Crossing the Valley of Death with Advanced Therapy.
Is there hope for patients with advanced cancer?
Yes there is.
Yet, experimental treatments raise controversy. Although it seems obvious that new technologies are needed to supplement existing ones to help patients with currently incurable cancer, the Valley of Death, the gap between the laboratory and clinic, claims most projects. Unfortunately, crossing the Valley is not getting easier. Instead, it is more and more difficult every year to convert promising medical technologies into clinical trials. The one constant in biomedicine seems to be that regulation can only increase, leading to continuous increase in costs.
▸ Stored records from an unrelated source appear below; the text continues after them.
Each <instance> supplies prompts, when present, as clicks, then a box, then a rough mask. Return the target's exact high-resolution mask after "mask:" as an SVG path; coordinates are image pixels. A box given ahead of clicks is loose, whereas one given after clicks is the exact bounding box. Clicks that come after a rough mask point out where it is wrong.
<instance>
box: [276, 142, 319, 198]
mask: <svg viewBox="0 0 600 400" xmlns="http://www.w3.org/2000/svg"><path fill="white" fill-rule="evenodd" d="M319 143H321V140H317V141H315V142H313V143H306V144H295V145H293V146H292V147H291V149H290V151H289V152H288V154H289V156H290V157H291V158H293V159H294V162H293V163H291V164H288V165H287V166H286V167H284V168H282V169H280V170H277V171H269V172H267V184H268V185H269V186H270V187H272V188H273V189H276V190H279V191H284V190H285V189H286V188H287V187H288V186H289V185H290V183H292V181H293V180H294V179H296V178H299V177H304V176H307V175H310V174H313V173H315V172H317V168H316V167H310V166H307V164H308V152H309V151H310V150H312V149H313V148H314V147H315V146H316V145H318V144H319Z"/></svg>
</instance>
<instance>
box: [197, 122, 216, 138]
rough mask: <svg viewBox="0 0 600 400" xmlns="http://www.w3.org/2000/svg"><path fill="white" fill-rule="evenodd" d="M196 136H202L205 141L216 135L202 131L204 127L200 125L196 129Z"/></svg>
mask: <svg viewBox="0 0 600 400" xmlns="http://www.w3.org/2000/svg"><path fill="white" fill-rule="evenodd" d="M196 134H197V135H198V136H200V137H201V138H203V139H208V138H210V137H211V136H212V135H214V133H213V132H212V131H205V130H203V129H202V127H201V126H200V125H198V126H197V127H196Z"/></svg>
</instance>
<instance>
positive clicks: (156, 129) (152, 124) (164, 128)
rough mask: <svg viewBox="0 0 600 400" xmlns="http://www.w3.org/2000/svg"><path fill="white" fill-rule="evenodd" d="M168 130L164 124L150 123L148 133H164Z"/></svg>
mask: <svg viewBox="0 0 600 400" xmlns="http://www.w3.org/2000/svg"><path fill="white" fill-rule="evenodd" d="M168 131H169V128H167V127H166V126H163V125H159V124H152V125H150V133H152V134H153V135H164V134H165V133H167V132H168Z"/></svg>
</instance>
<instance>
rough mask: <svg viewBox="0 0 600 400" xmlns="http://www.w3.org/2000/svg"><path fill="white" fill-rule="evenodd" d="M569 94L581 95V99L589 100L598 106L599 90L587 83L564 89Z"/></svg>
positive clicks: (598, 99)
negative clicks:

Experimental cancer therapy can mean many things, but usually it refers to a technology whose safety and efficacy has (not yet) been proven in rigorous clinical trials. Sometimes the situation can be that the drug has been used for some other patient population. Some drugs or treatment approaches never found a sponsor and thus there was no money for clinical trials, which cost millions. In fact, the current average cost of developing a new cancer drug has been calculated to be about 5 billion USD. The continuous increase in development costs is reflected in the price of drugs which have skyrocketed.
There are two basic approaches that can be employed in experimental therapy. When experimental therapy is administered according to a rigid protocol defined in advance the approach is called a clinical trial. There is always a chance of therapeutic benefit in clinical trials, because otherwise the trial would not be acceptable ethically. However, in fact the primary goal of a trial is to increase scientific information while patient benefit is a secondary goal. Clinical trials are the main mechanism by which clinical medicine improves and thus they are of critical importance for humankind including future patients and their close ones.
Experimental therapy can also be given in an individually tailored manner without a strict protocol, and in this scenario the only purpose is to try to help the patient. In fact, the aim of the intervention separates clinical trials from experimental treatment most clearly; is the primary goal to increase scientific knowledge or to help an individual?
Experimental therapy is based on science and it should be distinguished from “alternative therapy” which means therapy not based on science.
It can be easily be overlooked that most “routine” treatment is also experimental on the patient level. For example, if there is a “treatment A“, which is based on rigorous scientific evidence, it usually means that hundreds or thousands of patients were treated in clinical trials in comparison to “treatment B”. Perhaps A was effective in 60% and B in 45%. Thus A became the “standard therapy” used for all patients, even though 40% did not benefit from it, and in fact some patients who received A without effect might have benefited from B.
In the case of metastatic cancer, the most depressing aspect of routine therapy is not the fact that it may have low efficacy, or that it can cause severe side effects. Instead, the worst part is that it is well known what it can do at its best. With several exceptions, including many blood cancers, a proportion of pediatric cancers and certain rare adult solid tumors, cancer which has spread beyond local areas cannot be cured with routine treatments. This news usually comes as a shock to patients and their relatives.
Is there any hope?
Many new types of treatment are entering clinical practice. As described in my book “Crossing the Valley of Death with Advanced Therapy”, cancer immunotherapy is one of the most promising. After more than 100 years of development many immunotherapeutics have entered late stage clinical testing and a few have already entered routine use. In contrast to most other classes of cancer drugs, immunotherapy appears to have curative potential even in the setting of metastatic cancer. However, currently only a minority of patients benefit and thus much work remains.
Unfortunately, the obstacles in the path of implementing scientific discovery for the benefit of patients continue getting more and more difficult. Nowhere is this more evident than in the story of the Advanced Therapy Access program. Utilizing the EU Advanced Therapy directive, and its “Hospital Exemption”, 290 patients with incurable cancer were treated with oncolytic adenoviruses, a potent form of immunotherapy. Although the treatment program can be considered a clinical success, a new department head of Finnish regulatory agency FIMEA asked the police to investigate if the individualized treatment program was in fact not a clinical trial done without a trial permit. The book tells the story and also reviews the history of oncology, immunotherapy, gene therapy and oncolytic viruses.